Reste, pour lui, comme pour ces collègues, à surmonter les obstacles. Au sein même des institutions, des débats opposent les personnels sur la place de ces pratiques. Attention, alertent certains, « nous ne sommes pas des centres culturels ». Souvent, les règlements intérieurs très stricts, notamment les heures de fermeture du soir, sont les premières barrières à toute sortie culturelle. Les a priori tenaces et souvent inconscients des professionnels des services sociaux jouent aussi : pas de loisirs avant d'avoir trouvé un stage, pas de vacances quand on est au chômage, pas d'activités « gratuites », quand chaque investissement doit servir...
Les responsables de la manifestation « Festicité », qui, chaque année, regroupe les résidents des centres d'hébergement d'une vingtaine d'associations en Rhône-Alpes, soulignent aussi la lenteur des processus en cours et, en l'occurrence, celle de l'ouverture de cette fête à la ville de Lyon et à ses habitants. Une longue attente, qui contraste avec les subventions exceptionnelles et les lignes budgétaires.

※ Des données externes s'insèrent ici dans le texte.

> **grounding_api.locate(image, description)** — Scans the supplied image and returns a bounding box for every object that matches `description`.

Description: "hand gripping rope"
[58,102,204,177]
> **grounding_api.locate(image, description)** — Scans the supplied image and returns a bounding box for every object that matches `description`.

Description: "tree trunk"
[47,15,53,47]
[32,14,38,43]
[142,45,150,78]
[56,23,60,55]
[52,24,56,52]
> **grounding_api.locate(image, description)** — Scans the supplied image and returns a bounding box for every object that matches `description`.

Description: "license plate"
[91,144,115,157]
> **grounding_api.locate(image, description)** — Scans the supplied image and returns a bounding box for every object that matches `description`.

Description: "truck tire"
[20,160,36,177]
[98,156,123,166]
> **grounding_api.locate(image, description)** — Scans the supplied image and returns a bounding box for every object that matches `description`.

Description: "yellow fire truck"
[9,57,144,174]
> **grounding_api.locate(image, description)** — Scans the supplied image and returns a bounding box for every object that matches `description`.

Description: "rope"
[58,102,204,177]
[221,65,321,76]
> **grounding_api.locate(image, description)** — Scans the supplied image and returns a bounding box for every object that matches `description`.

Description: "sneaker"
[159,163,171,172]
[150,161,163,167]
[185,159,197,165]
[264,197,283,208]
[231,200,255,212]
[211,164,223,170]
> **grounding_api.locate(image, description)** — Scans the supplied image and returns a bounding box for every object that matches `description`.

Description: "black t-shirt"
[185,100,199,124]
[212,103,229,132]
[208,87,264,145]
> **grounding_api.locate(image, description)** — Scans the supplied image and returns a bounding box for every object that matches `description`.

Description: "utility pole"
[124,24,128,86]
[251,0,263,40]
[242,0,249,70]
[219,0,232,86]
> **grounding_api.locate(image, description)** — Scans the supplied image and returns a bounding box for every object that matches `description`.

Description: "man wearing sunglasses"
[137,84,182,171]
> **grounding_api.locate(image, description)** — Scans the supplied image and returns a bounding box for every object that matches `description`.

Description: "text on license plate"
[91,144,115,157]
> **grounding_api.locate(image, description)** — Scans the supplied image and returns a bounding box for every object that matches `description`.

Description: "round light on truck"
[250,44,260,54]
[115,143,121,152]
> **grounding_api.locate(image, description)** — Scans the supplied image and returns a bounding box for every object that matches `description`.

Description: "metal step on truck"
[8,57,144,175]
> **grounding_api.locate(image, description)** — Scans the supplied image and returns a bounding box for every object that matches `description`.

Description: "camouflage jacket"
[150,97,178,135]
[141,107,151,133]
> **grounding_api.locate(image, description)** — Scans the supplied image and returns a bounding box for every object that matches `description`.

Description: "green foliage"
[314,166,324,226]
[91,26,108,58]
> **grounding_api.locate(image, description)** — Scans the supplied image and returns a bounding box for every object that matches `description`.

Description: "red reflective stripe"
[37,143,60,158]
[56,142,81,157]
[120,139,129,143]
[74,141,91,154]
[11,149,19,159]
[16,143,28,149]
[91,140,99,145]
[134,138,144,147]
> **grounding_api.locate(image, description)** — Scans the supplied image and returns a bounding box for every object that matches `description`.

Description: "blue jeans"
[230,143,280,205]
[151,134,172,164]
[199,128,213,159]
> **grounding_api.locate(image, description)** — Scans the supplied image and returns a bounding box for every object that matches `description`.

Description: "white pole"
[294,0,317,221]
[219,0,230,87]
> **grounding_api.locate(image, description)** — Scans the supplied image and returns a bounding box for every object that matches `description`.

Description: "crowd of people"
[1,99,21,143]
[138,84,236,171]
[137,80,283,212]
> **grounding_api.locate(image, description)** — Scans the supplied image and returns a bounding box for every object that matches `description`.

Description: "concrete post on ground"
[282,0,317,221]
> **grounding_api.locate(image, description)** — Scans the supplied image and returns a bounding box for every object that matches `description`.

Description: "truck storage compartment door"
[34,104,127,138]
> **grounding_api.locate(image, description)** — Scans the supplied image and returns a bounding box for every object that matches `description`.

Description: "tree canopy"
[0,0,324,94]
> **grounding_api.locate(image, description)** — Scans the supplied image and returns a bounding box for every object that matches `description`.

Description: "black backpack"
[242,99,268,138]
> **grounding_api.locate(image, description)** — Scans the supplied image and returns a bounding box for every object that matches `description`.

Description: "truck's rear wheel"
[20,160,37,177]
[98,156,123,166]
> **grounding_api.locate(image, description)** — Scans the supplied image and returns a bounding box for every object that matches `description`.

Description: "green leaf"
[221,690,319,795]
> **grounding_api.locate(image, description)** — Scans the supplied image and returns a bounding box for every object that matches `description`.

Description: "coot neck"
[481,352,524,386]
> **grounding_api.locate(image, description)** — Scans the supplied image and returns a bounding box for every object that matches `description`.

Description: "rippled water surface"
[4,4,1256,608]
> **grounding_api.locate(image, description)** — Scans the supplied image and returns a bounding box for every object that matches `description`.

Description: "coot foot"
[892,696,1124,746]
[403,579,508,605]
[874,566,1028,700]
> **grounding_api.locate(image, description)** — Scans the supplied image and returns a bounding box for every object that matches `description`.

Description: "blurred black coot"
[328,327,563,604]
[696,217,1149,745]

Avec la création d'un fonds d'art (rassemblants des œuvres d'usagers) en Ile-de-France et de l'initiative « 2 000 œuvres pour l'an 2000 », à la fois exposition et lieu de débats (1), Joël Sigot espère, quant à lui, contribuer à une meilleure reconnaissance des actions engagées et à leur pérennisation.
Valérie Larmignat
Alix de la Bretesche, présidente de la FNARS : « On constate qu'au moment du vote de la loi contre les exclusions, il y avait une très forte mobilisation des pouvoirs publics, des parlementaires, de la société civile. Comme la situation économique s'améliore, tout le monde'oublie" que les exclus sont toujours là. Rappeler des droits c'est bien. Les rendre effectifs et applicables, cela demande une autre forme de mobilisation et de réflexion. Cela doit rester une priorité. Or, par exemple, le projet de budget de l'Etat pour l'an 2000 ne reflète pas les ambitions de la loi. Tout se passe comme si, maintenant, on avait remis ce texte à la disposition du terrain, chargé de s'en occuper. Il est vrai que les DDASS, les ANPE, les associations se mobilisent. Nous, travailleurs sociaux, nous nous interrogeons : est-ce que nous prenons toutes les mesures nécessaires pour permettre aux personnes d'y accéder ? Que mettons-nous derrière le droit à une vie de famille, le droit à la culture ?Comment nous engageons-nous là-dessus ? Mais, une fois que nous avons réalisé ce travail, cela ne suffit pas à faire une grande politique de lutte contre l'exclusion. Il faut une forte mobilisation politique et budgétaire. » Propos recueillis par V. L.
(1) « Les exclus à la croisée des droits », les 16 et 17 septembre 1999, à Brest - FNARS : 76, rue du Faubourg-Saint-Denis - 75010 Paris - Tél. 01 48 01 82 00.
(2) FNARS Ile-de -France : 70/72, rue Orfila - 75020 Paris - Tél. 01 43 15 80 10.
(3) L'Estran accueille des publics adressés par la justice : 10, rue Ambroise-Thomas - 75009 Paris - Tél. 01 53 24 92 20.